The ehcache-constructs stuff, OTH, scares me. The fact that the BlockingCache relies on the client to insert a value to remove the lock is a disaster waiting to happen. The inheritance hierarchy of the various caches is annoying, too… they each have their own Managers (which are responsible for creating them): why there isn’t just own manager I don’t know. Furthermore, the construct caches are not designed for extension: we wanted to make an asynchronously updating cache (which would return expired values while the real value was updated), but this didn’t prove as easy as we would have liked. We also wanted to do true layered caches – where an update at a bottom level cache would inform the higher level caches so that they update as required (preferably asynchronously). Not easy to do…

Summary

For all of that, for a non-distributed cache, it performs well enough as long as you configure it okay. For standard Hibernate usage, all you really need to pay attention to are the object graphs – avoid the DiskStore and you shouldn’t have problems.
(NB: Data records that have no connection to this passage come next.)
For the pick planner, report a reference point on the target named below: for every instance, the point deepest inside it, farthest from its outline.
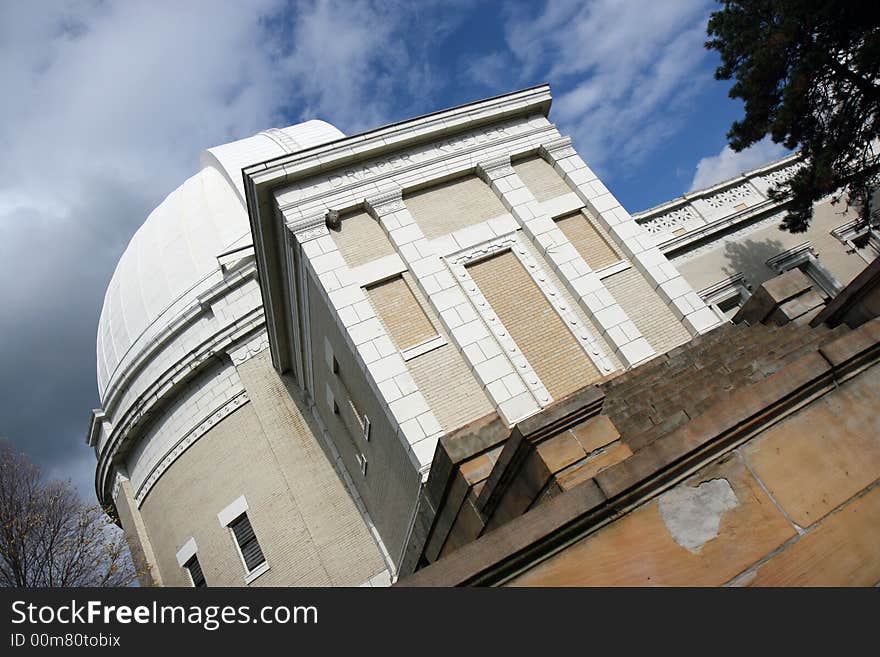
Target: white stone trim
(232, 511)
(381, 362)
(492, 371)
(456, 312)
(638, 246)
(561, 206)
(187, 552)
(804, 256)
(428, 345)
(582, 282)
(118, 479)
(260, 570)
(378, 270)
(848, 232)
(614, 268)
(185, 442)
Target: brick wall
(540, 177)
(646, 309)
(442, 209)
(401, 314)
(583, 233)
(308, 527)
(445, 378)
(539, 332)
(390, 487)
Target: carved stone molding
(309, 227)
(557, 148)
(184, 443)
(385, 203)
(497, 167)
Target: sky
(107, 105)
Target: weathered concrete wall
(797, 505)
(748, 253)
(389, 488)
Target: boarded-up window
(534, 324)
(195, 572)
(445, 208)
(247, 542)
(541, 178)
(656, 322)
(594, 247)
(360, 239)
(401, 313)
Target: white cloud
(729, 164)
(627, 69)
(106, 107)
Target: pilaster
(639, 246)
(600, 306)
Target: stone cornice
(557, 148)
(126, 428)
(498, 167)
(389, 142)
(386, 202)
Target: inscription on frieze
(401, 160)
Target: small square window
(194, 569)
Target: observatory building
(298, 334)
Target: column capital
(556, 149)
(495, 168)
(307, 227)
(385, 202)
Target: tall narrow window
(247, 542)
(195, 571)
(401, 313)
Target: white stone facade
(202, 292)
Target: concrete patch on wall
(693, 514)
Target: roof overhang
(261, 181)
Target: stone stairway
(658, 397)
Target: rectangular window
(535, 325)
(401, 313)
(247, 542)
(585, 236)
(195, 571)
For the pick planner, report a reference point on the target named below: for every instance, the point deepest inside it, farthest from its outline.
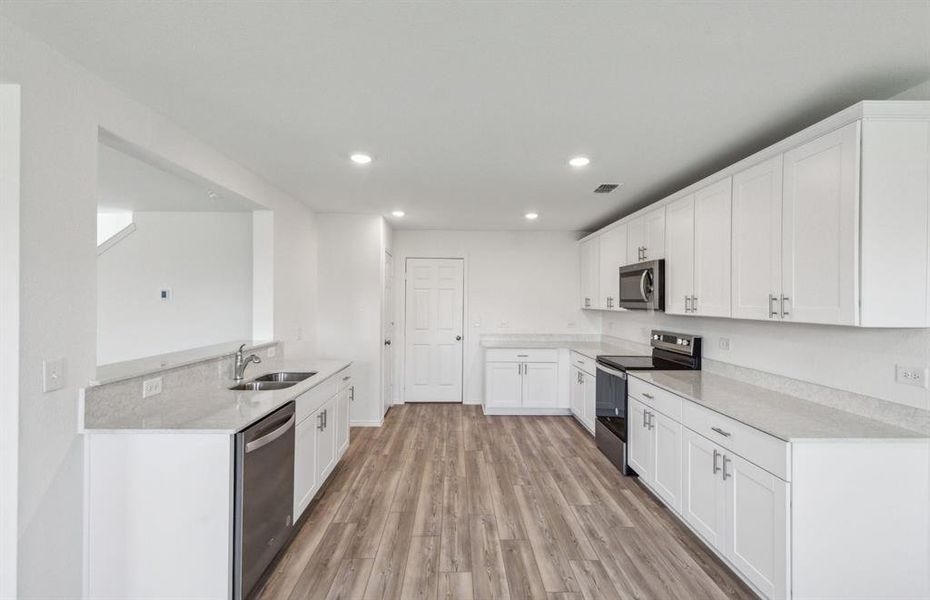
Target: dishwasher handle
(267, 439)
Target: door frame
(400, 329)
(10, 145)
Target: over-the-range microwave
(642, 286)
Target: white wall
(351, 249)
(204, 258)
(63, 106)
(846, 358)
(515, 282)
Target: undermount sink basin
(261, 386)
(294, 376)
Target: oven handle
(610, 371)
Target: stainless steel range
(670, 351)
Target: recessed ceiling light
(579, 161)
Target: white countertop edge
(911, 435)
(182, 362)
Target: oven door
(641, 286)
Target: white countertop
(780, 415)
(208, 407)
(587, 347)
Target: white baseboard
(526, 411)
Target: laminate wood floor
(444, 502)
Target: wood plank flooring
(444, 502)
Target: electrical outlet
(53, 374)
(151, 387)
(911, 376)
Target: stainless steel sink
(294, 376)
(261, 386)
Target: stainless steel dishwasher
(264, 498)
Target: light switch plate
(53, 374)
(151, 387)
(911, 375)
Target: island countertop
(205, 406)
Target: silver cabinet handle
(267, 439)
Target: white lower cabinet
(523, 381)
(321, 437)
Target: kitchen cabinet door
(612, 257)
(576, 394)
(756, 252)
(305, 482)
(343, 407)
(757, 525)
(324, 421)
(640, 441)
(666, 476)
(646, 236)
(504, 384)
(703, 499)
(654, 234)
(589, 392)
(541, 385)
(679, 255)
(589, 251)
(712, 287)
(820, 257)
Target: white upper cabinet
(679, 256)
(821, 230)
(612, 257)
(646, 236)
(590, 272)
(756, 262)
(830, 226)
(711, 296)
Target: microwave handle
(642, 285)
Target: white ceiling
(472, 109)
(129, 182)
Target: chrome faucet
(243, 361)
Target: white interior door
(433, 339)
(387, 324)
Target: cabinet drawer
(313, 398)
(584, 363)
(517, 355)
(343, 379)
(665, 402)
(770, 453)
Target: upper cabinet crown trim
(868, 109)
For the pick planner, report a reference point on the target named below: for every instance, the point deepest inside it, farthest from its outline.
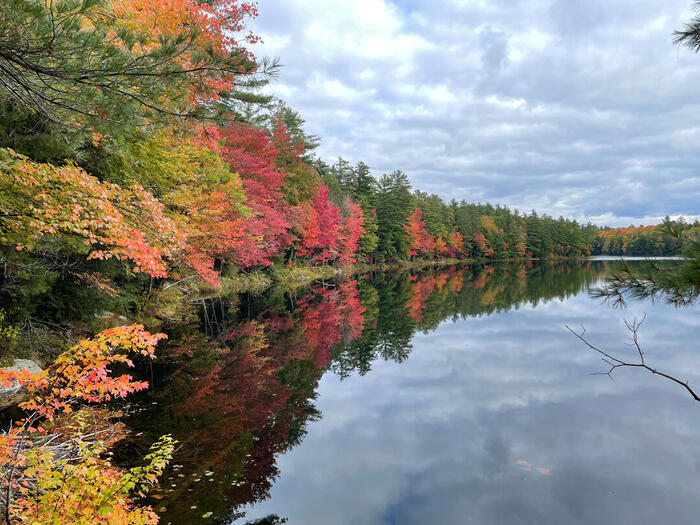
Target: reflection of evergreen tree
(238, 388)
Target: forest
(139, 156)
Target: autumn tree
(53, 460)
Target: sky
(580, 108)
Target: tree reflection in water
(238, 388)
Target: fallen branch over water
(616, 363)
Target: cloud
(580, 108)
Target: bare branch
(616, 363)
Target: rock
(14, 393)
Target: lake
(450, 395)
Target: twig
(616, 363)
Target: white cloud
(566, 106)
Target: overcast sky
(581, 108)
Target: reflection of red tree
(238, 404)
(326, 315)
(481, 280)
(420, 291)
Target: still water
(454, 395)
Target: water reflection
(492, 418)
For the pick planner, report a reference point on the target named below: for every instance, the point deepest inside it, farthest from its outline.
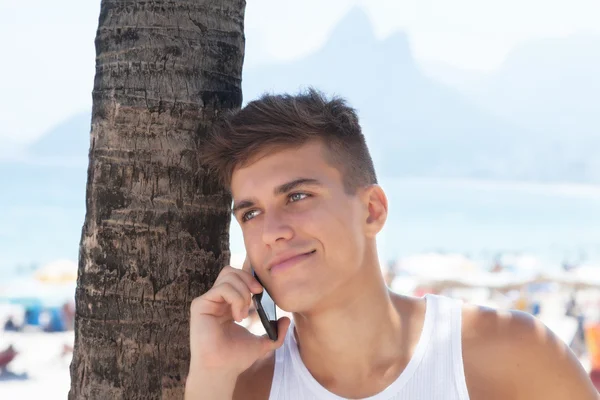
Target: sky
(47, 67)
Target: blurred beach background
(483, 120)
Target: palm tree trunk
(156, 229)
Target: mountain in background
(550, 87)
(418, 126)
(536, 119)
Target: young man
(306, 196)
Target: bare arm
(512, 355)
(544, 366)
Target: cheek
(338, 230)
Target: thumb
(283, 325)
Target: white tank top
(435, 370)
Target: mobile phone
(265, 307)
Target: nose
(275, 228)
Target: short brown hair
(278, 121)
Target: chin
(298, 301)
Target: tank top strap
(447, 342)
(278, 370)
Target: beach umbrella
(61, 271)
(31, 292)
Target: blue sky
(48, 51)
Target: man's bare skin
(355, 336)
(506, 356)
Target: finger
(224, 292)
(253, 285)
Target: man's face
(304, 235)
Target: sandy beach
(39, 370)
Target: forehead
(280, 166)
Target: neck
(356, 334)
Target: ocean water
(481, 219)
(554, 222)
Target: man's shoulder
(255, 382)
(511, 354)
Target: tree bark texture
(156, 230)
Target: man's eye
(297, 196)
(249, 215)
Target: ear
(376, 204)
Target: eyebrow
(279, 190)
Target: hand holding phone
(219, 345)
(266, 309)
[1] Actually, with the 1.1 source (the official release) the only strategy is least recently used. This tends to be “good enough”. The reason that the documentation mentions multiple strategies is that this is a feature of the upcoming 1.2 release (currently in beta)
[2] SpoolThread is an inner class of DiskStore, as is ExpiryThread
[3] A bug for this issue has been raised

Advertisements

Author: Robert Watkins

My name is Robert Watkins. I am a software developer and have been for over 18 years now. I currently work for people, but my opinions here are in no way endorsed by them (which is cool; their opinions aren’t endorsed by me either). My main professional interests are in Java development, using Agile methods, with a historical focus on building web based applications. I’m also a Mac-fan and love my iPhone, which I’m currently learning how to code for. I live and work in Brisbane, Australia, but I grew up in the Northern Territory, and still find Brisbane too cold (after 16 years here). I’m married, with two children and one cat. My politics are socialist in tendency, my religious affiliation is atheist (aka “none of the above”), my attitude is condescending and my moral standing is lying down.

19 thoughts on “ehcache dissected”

  1. I am the maintainer of ehcache. Robert kindly contacted me before he published this blog entry.
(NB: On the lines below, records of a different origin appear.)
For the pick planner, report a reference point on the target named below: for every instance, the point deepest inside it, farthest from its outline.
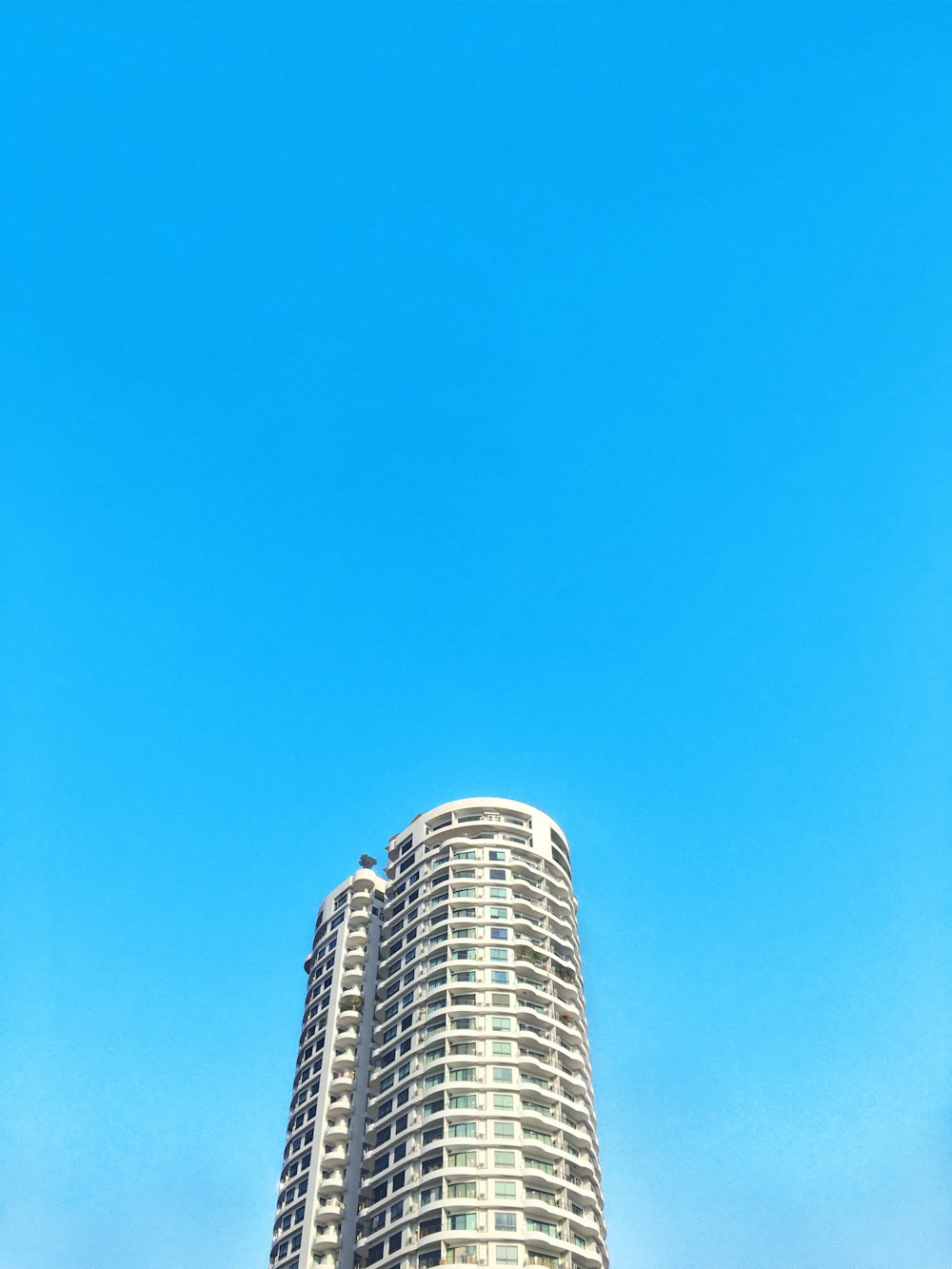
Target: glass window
(461, 1189)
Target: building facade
(442, 1109)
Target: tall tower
(470, 1117)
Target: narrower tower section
(319, 1188)
(482, 1143)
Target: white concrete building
(451, 1120)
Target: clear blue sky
(411, 400)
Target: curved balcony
(338, 1131)
(326, 1240)
(331, 1184)
(341, 1105)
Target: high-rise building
(442, 1109)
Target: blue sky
(404, 401)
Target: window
(463, 1221)
(461, 1189)
(543, 1196)
(531, 1135)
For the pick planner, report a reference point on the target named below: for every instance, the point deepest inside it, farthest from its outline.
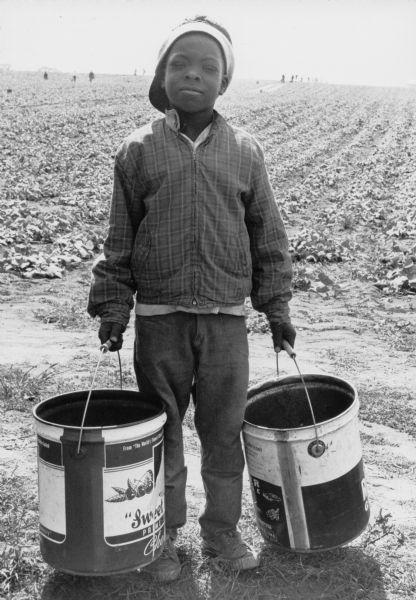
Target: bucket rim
(96, 427)
(264, 385)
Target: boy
(194, 230)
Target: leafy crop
(340, 160)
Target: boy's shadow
(342, 574)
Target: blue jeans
(207, 355)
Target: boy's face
(194, 73)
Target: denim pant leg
(221, 397)
(164, 364)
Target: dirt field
(343, 189)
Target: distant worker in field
(194, 230)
    For anyone spooked by the just reported DiskStore problem let me put it into perspective. Wotif.com and others have been using ehcache for two years and only recently had a problem with the scalability of DiskStore. Noone else has had it at least to my knowledge. Wotif is an extreme environment and tends to uncover scalability limits before any other ehcache user.

    We similarly had an issue with BlockingCache in ehcache-constructs about a year ago, and after a year of production use. Wotif is a great laboratory for caching because they are extreme caching users. It broke JCS. We built ehcache. Every now and then, after a configuration change, it breaks that too. We learn and we make ehcache more scalable. The same will happen with DiskStore.

    The previous time with BlockingCache we redesigned it with a Doug Lea fine grained locking patten and increased its scalability a hundred fold. We now need to increase the scalability of DiskStore. That will happen shortly. Wotif will try it out. The other tens of thousands of users out there will have a design issue fixed before they ever even knew it was a problem.

    Ehache has a very low level of bugs and high reliability and performance, compared with other open source caching solutions. That is its niche. There is a new version of ehcache, 1.2 which is in beta at present. It introduces many new features and fixes 5 minor bugs, which is all that has been reported in the last year, with very heavy use.

    As to Robert’s criticisms of the procedural flavour of some parts of ehcahce, they are probably on the mark. Some of that is due to ehcache’s evolution from a set of patches to JCS to a separate project. However, ehcache has never had a goal of being an OO purist exercise. It has and always will be about stability, thread safety and performance.

    More on ehcache at http://ehcache.sf.net.

    Greg Luck

  2. Indeed, Greg. In fact, the biggest issue with DiskStore is that it serializes (naturally), with all that serialization implies. This means that people should be careful using the DiskStore with large object graphs.

    (I _really_ need to get around to testing the Hibernate serialization behaviour)

    The synchronisation issue only shows up under very heavy contention, but the degradation in performance to synchronous behaviour would show up with large queries in Hibernate (for example). It’s solveable simply by tuning your caches appropriately.

  3. Robert

    On the request for better performance under heavy load take a look at v1.4.1 of DiskStore.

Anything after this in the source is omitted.